We know Jesus came to this world out of the love the Father has for us. We also know Jesus was not forced to go to the cross but out of His love for us, He chose to stay on the cross for our redemption from sin, once and for all. It was this love that covered a multitude of sin, a whole world load; past present, and future sins. Yet we forget not only did Jesus blot out our sins, His death also brought healing. “Surely, He has borne our griefs And carried our sorrows; Yet we esteemed Him stricken, Smitten by God, and afflicted. But He was wounded for our transgressions, He was bruised for our iniquities; The chastisement for our peace was upon Him, And by His stripes, we are healed.”. (Isaiah 53:4-5 NKJV). He took upon Himself all of our pain and suffering so we could have peace and healing.
So, why do so many of us go around wounded and hurt by this world, if He came to take it away from us? Most of the time when we forgive someone who has hurt us we don’t do it completely. We hold on take note of it so that if they do it again we remind ourselves and might even say to ourselves, “I knew that they didn’t mean they were sorry.” Think about it; Jesus died for our sins, long before we were ever born, forgave us of our sins, knew that we would sin again, yet not once does He get bent out of shape because we sin, maybe even the same sin we already confessed. We fail to pass on the same forgiveness to those that have hurt us. By withholding the forgiveness that we should extend to others is also withholding the love that covers the hurt. Forgiving doesn’t mean they were right it is just releasing the hold bitterness has a hold on you.

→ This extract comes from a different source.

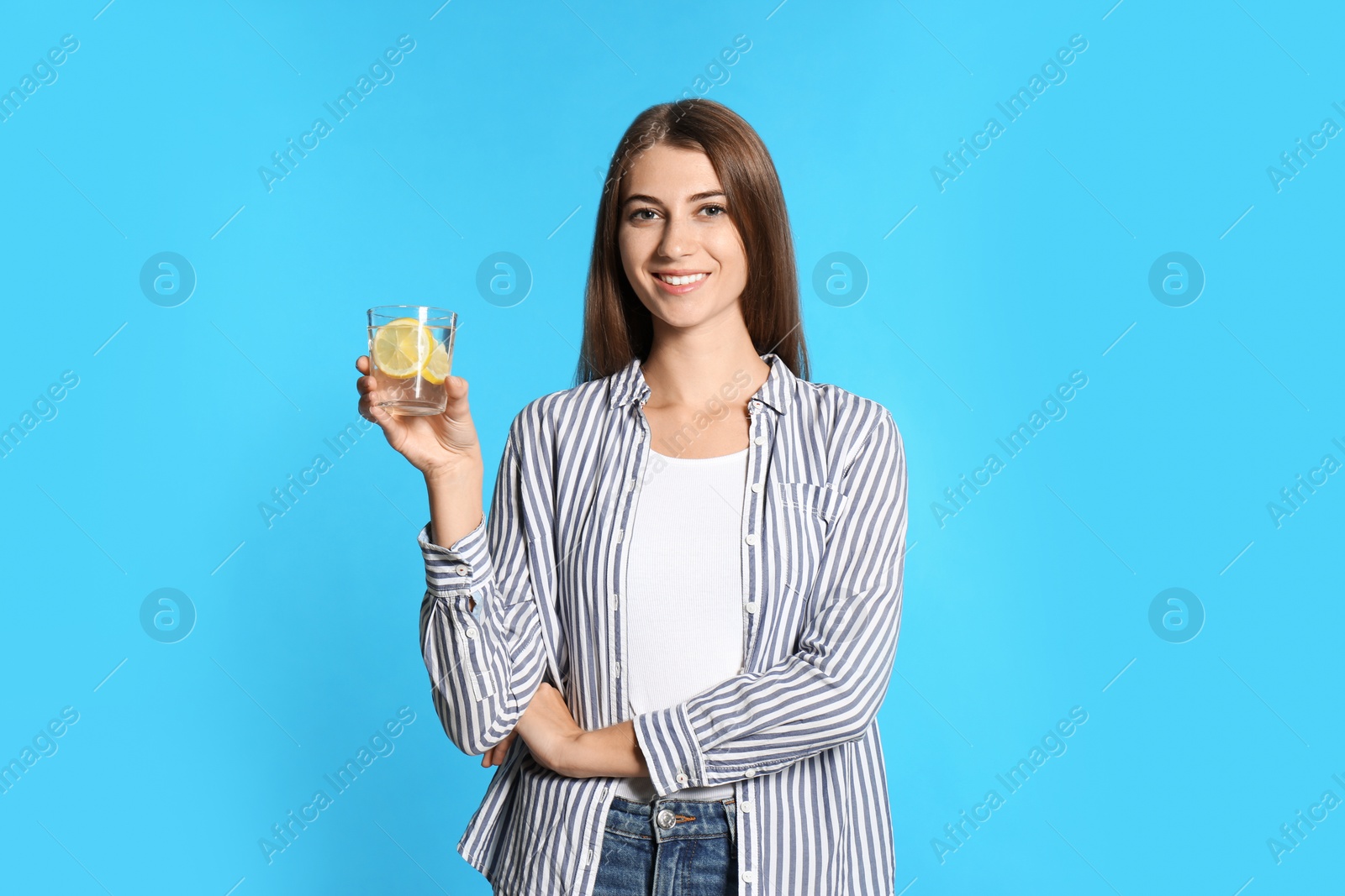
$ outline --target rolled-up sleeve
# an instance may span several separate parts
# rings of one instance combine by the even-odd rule
[[[838,488],[849,500],[798,649],[763,672],[635,716],[660,795],[777,771],[861,737],[877,715],[897,649],[907,536],[905,451],[886,408]]]
[[[434,711],[468,755],[514,729],[546,670],[551,481],[549,465],[537,462],[535,408],[510,427],[490,519],[448,547],[429,540],[428,523],[417,536],[425,560],[420,638]]]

There is one more person that you need to forgive you. Many times we feel guilty for the feelings that we have. The fact we let it happened to us. We hold ourselves to a standard much of the time no one can really achieve. We tend to get mad and frustrated with ourselves because we failed our own expectations. This adds to the negative self-talk and we fail to love ourselves because we see ourselves as unworthy of being loved. The problem with this is when we don’t love ourselves it is hard to love others. When Jesus was confronted by the Pharisees about what is the top commandment, He answered to love God with all you have in your body. Then he said, “And the second is like it: ‘You shall love your neighbor as yourself.” (Matthew 22:39 NKJV). You can’t reach out to others and show them love, when you don’t love yourself much. How well I know this because it was easy for me to get frustrated with others, even write people off because I saw myself as no matter what I did I was unworthy of being loved. Even now there are times that I am unsure of myself, thank God for the friends that He has put in my life that remind me that I’m doing exactly what God wants me to and doing a good job at it.
The one thing about loving ourselves the way God loves us is it stops the negative self-talk. When we allow ourselves the opportunity to make mistakes and not hold us to a standard of perfection no one could achieve, we then leave no room for the negative self-talk. Should self-talk tries to sneak in all we need to do is remind ourselves that is not how God sees us and dismiss the thought as not being true. No wonder Paul told us; “Finally, brethren, whatever things are true, whatever things are noble, whatever things are just, whatever things are pure, whatever things are lovely, whatever things are of good report, if there is any virtue and if there is anything praiseworthy—meditate on these things.” (Philippians 4:8 NKJV). This is the checklist I use when the negative self-talk pops up, it helps me not focus on the negative self-talk since it doesn’t meet what is in that list.
Let me leave you with this quote by James LoGalbo about God’s love; “Our identity isn’t in our scars. Our identity is rooted in the scars of Jesus.” That is the love that heals.